Engineering traditions in Asia did not develop out of a void. Bridges existed or were built where ferry passages had previously crossed rivers, and irrigation is constantly updated but still continues flowing in its old beds and grids even today. Overlooking the desired and unwanted continuities of Chinese engineering history and historiography beyond the modern age means dismissing, all too easily, another cultural means that helped to shape identity and promote an engineering modernity within changing political climates and new economic ideals. The political instrumentalisation of past state mythologies within a revived modern Neo-Confucianism philosophy since the 1990s shows that such references had important social and moral implications as well as technical consequences. When Jiang Zemin attended a ritual and left a plate in his own handwriting on the Great Yu’s tomb (Da Yu Ling 大禹陵), he was deliberately promoting technical solutions for both social and environmental challenges. His successors have taken similar viewpoints since the 1990s, and increasingly on a global scale.

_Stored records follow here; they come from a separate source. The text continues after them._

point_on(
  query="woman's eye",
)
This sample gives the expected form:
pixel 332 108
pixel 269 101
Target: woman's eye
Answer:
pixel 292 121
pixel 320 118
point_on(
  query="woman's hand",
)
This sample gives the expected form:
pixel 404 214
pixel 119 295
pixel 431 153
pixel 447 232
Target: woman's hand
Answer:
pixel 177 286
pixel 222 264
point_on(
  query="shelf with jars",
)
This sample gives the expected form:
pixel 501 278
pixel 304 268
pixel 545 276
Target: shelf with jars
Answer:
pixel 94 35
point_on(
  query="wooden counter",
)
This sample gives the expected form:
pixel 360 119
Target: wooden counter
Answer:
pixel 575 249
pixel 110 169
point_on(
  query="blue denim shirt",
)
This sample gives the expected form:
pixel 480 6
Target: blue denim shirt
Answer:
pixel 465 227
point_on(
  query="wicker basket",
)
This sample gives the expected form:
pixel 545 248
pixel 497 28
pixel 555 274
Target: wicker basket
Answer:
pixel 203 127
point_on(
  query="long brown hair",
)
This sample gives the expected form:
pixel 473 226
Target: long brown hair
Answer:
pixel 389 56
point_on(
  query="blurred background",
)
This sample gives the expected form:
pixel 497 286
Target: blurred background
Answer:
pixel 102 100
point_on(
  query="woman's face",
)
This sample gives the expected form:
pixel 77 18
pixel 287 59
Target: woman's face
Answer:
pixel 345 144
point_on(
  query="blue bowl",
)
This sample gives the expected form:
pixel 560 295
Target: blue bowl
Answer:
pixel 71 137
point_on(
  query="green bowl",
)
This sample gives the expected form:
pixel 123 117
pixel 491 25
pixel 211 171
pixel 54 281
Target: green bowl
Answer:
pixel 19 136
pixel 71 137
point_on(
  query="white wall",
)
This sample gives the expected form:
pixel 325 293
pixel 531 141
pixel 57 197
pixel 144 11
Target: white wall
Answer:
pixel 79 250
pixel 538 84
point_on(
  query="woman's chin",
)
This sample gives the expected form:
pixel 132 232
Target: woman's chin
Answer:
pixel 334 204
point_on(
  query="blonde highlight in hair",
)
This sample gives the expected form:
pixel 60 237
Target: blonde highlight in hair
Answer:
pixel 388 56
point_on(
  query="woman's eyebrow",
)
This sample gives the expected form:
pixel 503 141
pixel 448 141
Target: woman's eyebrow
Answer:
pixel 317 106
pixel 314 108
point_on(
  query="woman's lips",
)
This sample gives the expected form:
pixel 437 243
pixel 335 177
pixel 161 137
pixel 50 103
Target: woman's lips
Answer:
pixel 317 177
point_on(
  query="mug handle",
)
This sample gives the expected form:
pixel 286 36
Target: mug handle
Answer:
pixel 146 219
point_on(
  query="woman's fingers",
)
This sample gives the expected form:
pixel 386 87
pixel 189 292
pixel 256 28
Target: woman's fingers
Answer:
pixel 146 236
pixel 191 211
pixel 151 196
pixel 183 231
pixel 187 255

The state remains a major actor in both the small- and large-scale endeavours of China’s engineers today. The people of Shaoxing city celebrate the Great Yu by offering a small sacrificial ritual each year, a public sacrifice every five years and a grand sacrifice every ten years (with the exception of 2003). This event has even turned into a modest tourist attraction, and with the economic benefit, and globalisation debates, the public increasingly embraces the political messaging as a sign of culture and identity. In 2007 the ritual achieved national status not unlike previously in imperial times. Jointly promulgated by the city, regional and state organisations, the stakeholders revived an imperial format (dili 禘禮) of thirteen sacrificial steps. At the same time, international representatives, including several groups from Taipei, Japan, Korea, Poland, India, Iran and France, attended the celebration. From a Chinese perspective, therefore, it is not so important that China takes a front row seat in worldwide politics as long as Chinese engineers can confidently hold major agency in the very political nature of an engineered, globalising world.